Design tries to mimic the properties of complexity in a low-dimensional fashion and applies them in the wrong direction. Design uses structure, organization, and even feedback, but it does so in an intervening and destructive way.
In the previous sections, we saw how the properties of complexity let us make better, more logical decisions because our premises become more legitimate than anything based on fictitious inner causal knowledge. Both science and engineering have to align their work with making better arguments about why something is valid. And there's no better argument than one based on what survives. What survives is complexity.
Okay, now let’s think about how versus why. We saw the connection between the thermodynamic and information-theoretic versions of entropy, right? That allowed us to see nature for what it really is: entities that compute answers to problems. So, while we usually think of nature in terms of its physical processes, it's ultimately about processing information to solve problems.
Atoms coming together to form molecules solves the problem of fueling chemical reactions, adding structural support, bringing about function, or enacting energy conversion. Yeah, atoms stick together because of the interactions of electrons and nuclei, but that's *how* they come together, not *why*. Atoms stick together in order to form an inevitable configuration of matter that processes information to solve a problem.
And it’s important to point out that when we isolate the physical realm into discrete pieces, we are losing the essence of why something is happening. In simple systems, such delimitation serves to bring forth a clean objectivity to how we understand the world, but when it comes to complexity such delimitation mitigates understanding. This is because the discrete interactions have almost nothing to do with why something came to be.
Changing our focus from how to why is one of the major shifts (both scientifically and philosophically) demanded by any intellectually honest account of reality. The structures we see in nature are the only ones that could have formed, not because of some unique set of interactions among their components, but because there can be no other configuration that solves the problem. Nature works in an automatic and inevitable fashion, not by reductionist reasoning, isolation, and inner causality.
Atoms and molecules are one thing. What about the beaver, or some other highly complex thing, anything far beyond the scale of microscopic entities? It turns out we can explain beavers with as much rigor as atoms, as long as we're reasoning about the why, not the conventional how.

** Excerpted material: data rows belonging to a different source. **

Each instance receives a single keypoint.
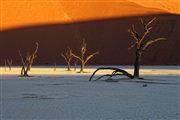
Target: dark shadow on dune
(108, 36)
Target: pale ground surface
(59, 94)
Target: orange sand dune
(172, 6)
(18, 13)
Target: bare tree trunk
(137, 64)
(68, 67)
(82, 67)
(5, 64)
(55, 66)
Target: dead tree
(116, 72)
(75, 64)
(28, 61)
(5, 65)
(83, 60)
(68, 57)
(55, 66)
(140, 43)
(8, 62)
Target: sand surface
(59, 95)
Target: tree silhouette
(140, 43)
(82, 58)
(68, 57)
(8, 62)
(28, 61)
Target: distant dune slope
(172, 6)
(108, 36)
(56, 24)
(19, 13)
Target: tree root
(116, 72)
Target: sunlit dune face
(18, 13)
(172, 6)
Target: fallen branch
(116, 72)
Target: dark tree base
(116, 72)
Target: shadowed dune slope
(108, 36)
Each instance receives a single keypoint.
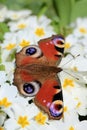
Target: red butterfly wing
(36, 69)
(52, 48)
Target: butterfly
(36, 74)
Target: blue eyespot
(28, 88)
(56, 108)
(31, 51)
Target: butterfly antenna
(74, 57)
(71, 75)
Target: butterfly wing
(49, 98)
(53, 48)
(36, 74)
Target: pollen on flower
(1, 128)
(10, 46)
(75, 68)
(68, 82)
(71, 128)
(24, 43)
(22, 26)
(4, 102)
(40, 118)
(15, 16)
(67, 45)
(83, 30)
(23, 121)
(39, 32)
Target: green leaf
(2, 67)
(79, 10)
(0, 55)
(3, 29)
(63, 10)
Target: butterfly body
(36, 74)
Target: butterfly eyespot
(31, 88)
(33, 51)
(30, 51)
(56, 108)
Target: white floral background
(15, 111)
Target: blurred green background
(62, 12)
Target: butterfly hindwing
(49, 98)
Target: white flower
(18, 25)
(3, 13)
(2, 118)
(16, 15)
(20, 119)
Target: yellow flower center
(65, 109)
(71, 128)
(39, 32)
(4, 102)
(83, 30)
(68, 82)
(15, 16)
(1, 128)
(75, 68)
(40, 118)
(10, 46)
(78, 104)
(67, 45)
(21, 26)
(24, 43)
(23, 121)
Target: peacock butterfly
(36, 74)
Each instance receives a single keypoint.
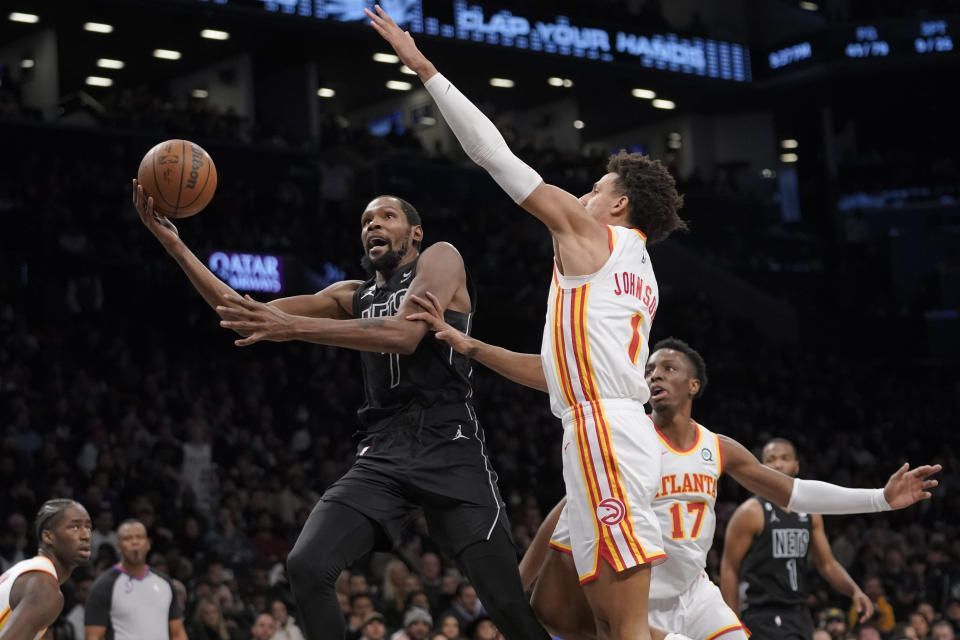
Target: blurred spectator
(264, 627)
(74, 616)
(393, 592)
(883, 617)
(373, 627)
(208, 622)
(482, 628)
(868, 632)
(416, 625)
(942, 630)
(836, 623)
(466, 605)
(287, 628)
(450, 627)
(920, 625)
(903, 632)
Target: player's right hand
(401, 41)
(159, 225)
(432, 314)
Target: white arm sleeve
(813, 496)
(482, 141)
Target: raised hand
(906, 487)
(401, 41)
(864, 605)
(159, 225)
(255, 320)
(432, 314)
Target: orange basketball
(180, 176)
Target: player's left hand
(863, 604)
(400, 40)
(906, 487)
(255, 320)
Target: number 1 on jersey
(698, 507)
(636, 339)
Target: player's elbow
(404, 341)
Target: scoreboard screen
(863, 41)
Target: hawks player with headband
(30, 597)
(603, 297)
(682, 597)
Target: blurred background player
(130, 601)
(610, 466)
(30, 596)
(767, 548)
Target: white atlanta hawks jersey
(595, 338)
(36, 563)
(684, 505)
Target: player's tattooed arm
(35, 601)
(904, 488)
(522, 368)
(749, 473)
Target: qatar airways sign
(248, 271)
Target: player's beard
(388, 261)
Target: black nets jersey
(434, 375)
(775, 566)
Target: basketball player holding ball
(422, 445)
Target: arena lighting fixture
(29, 18)
(98, 27)
(166, 54)
(109, 63)
(99, 81)
(214, 34)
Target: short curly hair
(652, 194)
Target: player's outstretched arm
(36, 602)
(439, 269)
(522, 368)
(904, 488)
(560, 211)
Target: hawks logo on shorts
(610, 511)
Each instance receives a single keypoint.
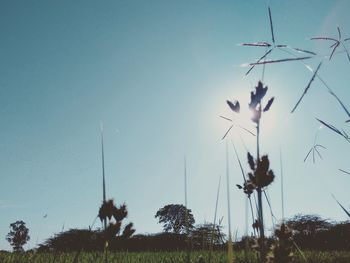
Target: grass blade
(344, 171)
(227, 132)
(307, 88)
(271, 26)
(335, 47)
(225, 118)
(330, 127)
(278, 60)
(261, 58)
(257, 44)
(346, 211)
(340, 102)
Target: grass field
(158, 257)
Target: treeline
(310, 232)
(83, 239)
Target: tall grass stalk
(186, 213)
(229, 242)
(282, 189)
(214, 221)
(103, 176)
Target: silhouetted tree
(175, 218)
(115, 216)
(18, 236)
(202, 235)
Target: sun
(242, 122)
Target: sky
(157, 74)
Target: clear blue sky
(157, 74)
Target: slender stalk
(282, 185)
(186, 212)
(259, 190)
(103, 176)
(214, 222)
(229, 242)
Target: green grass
(159, 257)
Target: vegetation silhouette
(175, 218)
(18, 236)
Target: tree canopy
(175, 218)
(18, 235)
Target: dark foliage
(260, 176)
(175, 218)
(115, 216)
(18, 236)
(311, 232)
(202, 236)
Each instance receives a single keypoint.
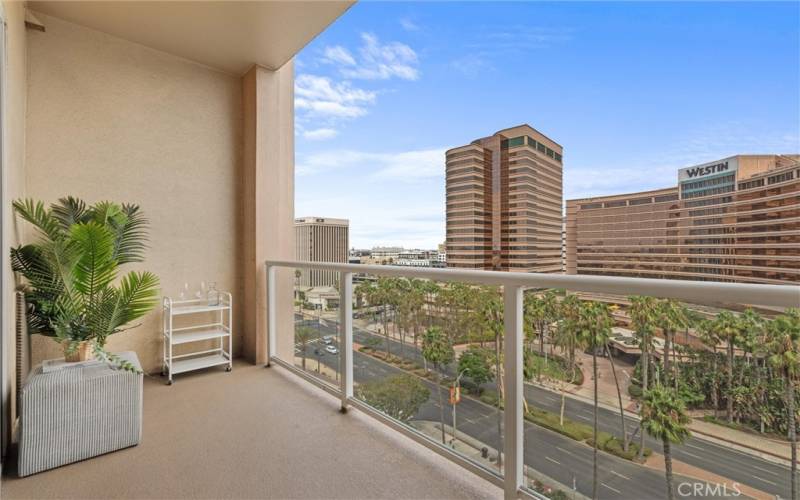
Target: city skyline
(389, 87)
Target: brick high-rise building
(321, 239)
(735, 219)
(504, 202)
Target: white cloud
(699, 145)
(408, 24)
(338, 54)
(375, 61)
(320, 134)
(319, 96)
(372, 223)
(406, 166)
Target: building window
(774, 179)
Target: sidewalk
(752, 444)
(469, 447)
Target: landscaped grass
(553, 367)
(543, 418)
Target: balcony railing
(513, 286)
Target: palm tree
(540, 311)
(728, 328)
(437, 349)
(664, 417)
(671, 316)
(304, 335)
(593, 326)
(784, 346)
(72, 287)
(643, 315)
(708, 335)
(490, 311)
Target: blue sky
(632, 91)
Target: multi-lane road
(564, 459)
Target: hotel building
(504, 202)
(321, 239)
(735, 220)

"How," in today's science and engineering paradigm, asks about the specific manner in which something occurs. How does photosynthesis happen in plants? How does an engine create motion? How does one solve this mathematical problem? But the "why" relates to the rationale or underlying principles that lead to a given structure or behavior. The reductionist will spend their career trying to answer how the beaver looks and acts the way it does. They'll never bring a rigorous answer, because nature's solutions aren't about causal chains, they're about manifesting structures that solve problems with flexible determinism. The beaver's set of configurations are the inevitable outgrowth of problem-solving. Its features, and the way they're used, overlap, informationally, with the demands of its environment. That's it.
And that's why we can see the extreme universality of thinking about things in informational and computational terms. Under complexity, reaching inside the guts of a system isn't going to tell you how that system works. The mechanism, and any rationale used to defend it, must be based fully on the logic of how informational and computational properties are satisfied.